Work-from-Home Rates Drop

The proportion of Americans working remotely is the lowest since the start of the pandemic.

A man works from home in Princeton, Illinois, on September 8, 2020. Photographer: Daniel Acker/Bloomberg

The push by employers to get American workers back into the office appears to be working.

Fewer than 26 percent of U.S. households still have someone working remotely at least one day a week, a sharp decline from the early-2021 peak of 37 percent, according to the two latest Census Bureau Household Pulse Surveys. Only seven states, plus Washington, D.C., have a remote-work rate above 33 percent, the data shows, down from 31 states and D.C. in the middle of the pandemic.

The reversal reflects the continued push by many employers to get staff to return to offices. Remote employees have been blamed for dwindling profits and for costing cities billions, and fears of a recession have eroded many employees’ ability to demand the telework perks they won early in the pandemic, when the labor market sat squarely in their favor. Some companies, like Goldman Sachs Group Inc., now expect a return to five days in the office, though boardroom disagreement abounds—nearly three of out four organizations see return-to-office (RTO) policy as the topic most likely to foment leadership conflict.
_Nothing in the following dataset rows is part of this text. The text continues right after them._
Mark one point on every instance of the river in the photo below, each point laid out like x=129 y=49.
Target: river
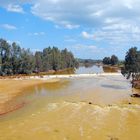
x=98 y=108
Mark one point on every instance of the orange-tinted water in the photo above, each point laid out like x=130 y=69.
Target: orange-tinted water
x=97 y=108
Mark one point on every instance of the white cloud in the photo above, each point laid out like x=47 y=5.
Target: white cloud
x=15 y=8
x=8 y=27
x=86 y=35
x=37 y=34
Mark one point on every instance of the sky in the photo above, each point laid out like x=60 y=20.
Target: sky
x=89 y=28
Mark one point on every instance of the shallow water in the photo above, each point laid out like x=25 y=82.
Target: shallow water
x=77 y=108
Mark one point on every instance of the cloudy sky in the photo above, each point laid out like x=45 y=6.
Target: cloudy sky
x=89 y=28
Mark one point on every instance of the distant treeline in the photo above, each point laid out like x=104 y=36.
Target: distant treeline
x=88 y=62
x=113 y=60
x=17 y=60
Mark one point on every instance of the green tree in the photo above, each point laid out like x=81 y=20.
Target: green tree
x=114 y=60
x=132 y=64
x=107 y=60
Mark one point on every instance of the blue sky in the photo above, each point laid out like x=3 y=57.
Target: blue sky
x=89 y=28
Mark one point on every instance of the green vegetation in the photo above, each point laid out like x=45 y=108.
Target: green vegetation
x=111 y=61
x=88 y=62
x=131 y=67
x=17 y=60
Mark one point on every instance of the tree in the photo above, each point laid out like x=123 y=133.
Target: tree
x=17 y=60
x=107 y=60
x=114 y=60
x=38 y=61
x=132 y=64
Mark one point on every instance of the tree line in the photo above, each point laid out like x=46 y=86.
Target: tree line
x=17 y=60
x=131 y=67
x=113 y=60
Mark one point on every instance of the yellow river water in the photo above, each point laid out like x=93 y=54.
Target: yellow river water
x=98 y=108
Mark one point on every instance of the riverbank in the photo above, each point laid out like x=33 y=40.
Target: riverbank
x=48 y=77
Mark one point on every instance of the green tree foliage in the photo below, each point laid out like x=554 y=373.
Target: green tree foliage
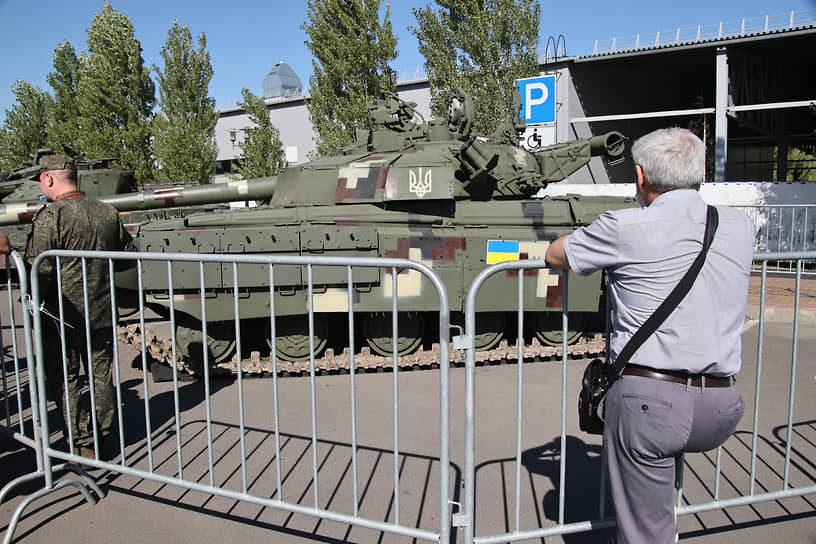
x=262 y=148
x=351 y=49
x=183 y=141
x=482 y=46
x=63 y=81
x=26 y=126
x=115 y=95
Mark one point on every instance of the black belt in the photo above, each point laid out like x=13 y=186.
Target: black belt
x=678 y=377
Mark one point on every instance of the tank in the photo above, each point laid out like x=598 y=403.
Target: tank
x=428 y=191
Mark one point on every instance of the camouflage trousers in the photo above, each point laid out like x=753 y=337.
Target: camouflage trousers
x=77 y=411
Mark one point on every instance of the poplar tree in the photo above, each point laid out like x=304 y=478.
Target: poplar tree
x=26 y=126
x=351 y=50
x=262 y=150
x=183 y=141
x=63 y=80
x=115 y=95
x=482 y=46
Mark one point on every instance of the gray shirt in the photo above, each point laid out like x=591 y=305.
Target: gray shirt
x=646 y=251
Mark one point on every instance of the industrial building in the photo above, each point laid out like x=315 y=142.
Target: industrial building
x=749 y=91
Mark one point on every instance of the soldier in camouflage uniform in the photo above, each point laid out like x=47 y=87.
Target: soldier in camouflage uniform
x=75 y=222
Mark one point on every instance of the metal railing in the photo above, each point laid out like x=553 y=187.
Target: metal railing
x=783 y=228
x=700 y=33
x=231 y=458
x=261 y=458
x=729 y=465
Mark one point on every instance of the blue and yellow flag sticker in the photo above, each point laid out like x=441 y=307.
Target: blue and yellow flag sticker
x=499 y=251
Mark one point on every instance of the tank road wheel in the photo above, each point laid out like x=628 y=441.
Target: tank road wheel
x=546 y=326
x=489 y=330
x=292 y=340
x=380 y=338
x=220 y=341
x=127 y=303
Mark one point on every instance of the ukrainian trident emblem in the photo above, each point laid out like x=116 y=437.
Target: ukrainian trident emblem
x=419 y=185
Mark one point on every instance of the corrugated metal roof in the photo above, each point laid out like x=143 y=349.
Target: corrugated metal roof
x=701 y=42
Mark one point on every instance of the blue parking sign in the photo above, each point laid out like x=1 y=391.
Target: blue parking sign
x=537 y=99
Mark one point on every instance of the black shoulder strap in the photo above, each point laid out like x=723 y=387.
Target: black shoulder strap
x=671 y=302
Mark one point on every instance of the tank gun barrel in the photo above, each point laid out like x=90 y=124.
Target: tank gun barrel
x=557 y=162
x=216 y=193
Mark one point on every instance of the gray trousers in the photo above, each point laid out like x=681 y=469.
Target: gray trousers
x=648 y=423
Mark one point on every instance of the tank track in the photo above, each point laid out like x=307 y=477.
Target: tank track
x=160 y=350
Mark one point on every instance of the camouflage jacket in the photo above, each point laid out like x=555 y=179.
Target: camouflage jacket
x=75 y=222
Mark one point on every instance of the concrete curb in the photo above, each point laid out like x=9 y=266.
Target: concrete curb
x=780 y=314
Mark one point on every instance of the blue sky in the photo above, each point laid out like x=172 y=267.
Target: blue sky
x=246 y=38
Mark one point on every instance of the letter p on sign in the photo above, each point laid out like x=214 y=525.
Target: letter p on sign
x=538 y=99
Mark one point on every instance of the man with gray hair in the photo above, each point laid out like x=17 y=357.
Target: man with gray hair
x=676 y=393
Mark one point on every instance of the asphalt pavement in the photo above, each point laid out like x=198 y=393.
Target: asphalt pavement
x=137 y=511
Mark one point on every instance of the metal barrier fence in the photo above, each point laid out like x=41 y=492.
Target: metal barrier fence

At the state level, the data shows all 50 have seen work-from-home rates drop from their pandemic highs. But the unevenness in their rates of decline suggests the trend doesn’t have one cohesive explanation, and is instead the result of a hodgepodge of migration, socioeconomic, gender, and racial factors, and possibly even politics—Democratic states tend to have higher remote-work rates than Republican ones.

Illustrating the complexity: States whose remote-work rates have fallen by as much as half to around post-pandemic lows include Mississippi and Louisiana, which weren’t able to widely embrace remote work due to a reliance on in-person industries like manufacturing and oil and gas, but also more white-collar states that did welcome it, like California and Connecticut.

New York City workers fled during the pandemic to towns like Greenwich, Connecticut, driving a boom in home sales and remote-work rates. Now, they may not be moving back, but they’re commuting to the city. As Connecticut’s work-from-home rate has fallen—to 28 percent from its early-2021 peak of 46 percent—average ridership along the Metro-North train lines that link the state to New York City and its offices has risen—to a peak of about 70 percent, versus pre-pandemic levels, up from just 20 percent in early 2021.

“People exited New York City, they’re not selling their homes to go back,” Bill Raveis, founder of Connecticut-based William Raveis Real Estate Inc., said in an interview. “They’re staying here, and they’re making their adjustments to the community.”

The latest Census data also underlines that employees’ demand for remote jobs is outpacing the number of companies offering them. In 157 of the largest metro areas in the United States, more than half of job applications were for fully remote or hybrid roles in August, according to LinkedIn data generated for Bloomberg. But postings for those jobs have been falling since early 2022, data from Indeed Inc. shows.

In Colorado—widely seen as a work-from-home haven, and one of the few states that has maintained a rate above one-third—76 percent of job applications in Colorado Springs were for fully remote or hybrid roles in August, the LinkedIn data showed.

Some areas are capitalizing on that scarcity. Alabama, with a work-from-home rate of just 15 percent according to the Pulse data, offers $10,000 to remote workers who move to the state’s northwest Shoals area. The program has attracted about the same number of applications so far this year as in all of 2021 and 2022 combined, about 3,400.

All 50 states’ overall work-from-home data pales in comparison to their largest cities’ metro areas. In Washington, D.C., where government bureaucrats are loath to go back to their offices, the remote-work rate is above 50 percent, the data shows. Similarly, Seattle, Boston, and San Francisco all have rates near or above 40 percent. Average office attendance across 10 big U.S. cities remains about 50 percent of pre-pandemic levels, according to security firm Kastle Systems International LLC—no higher than where it was early in 2023.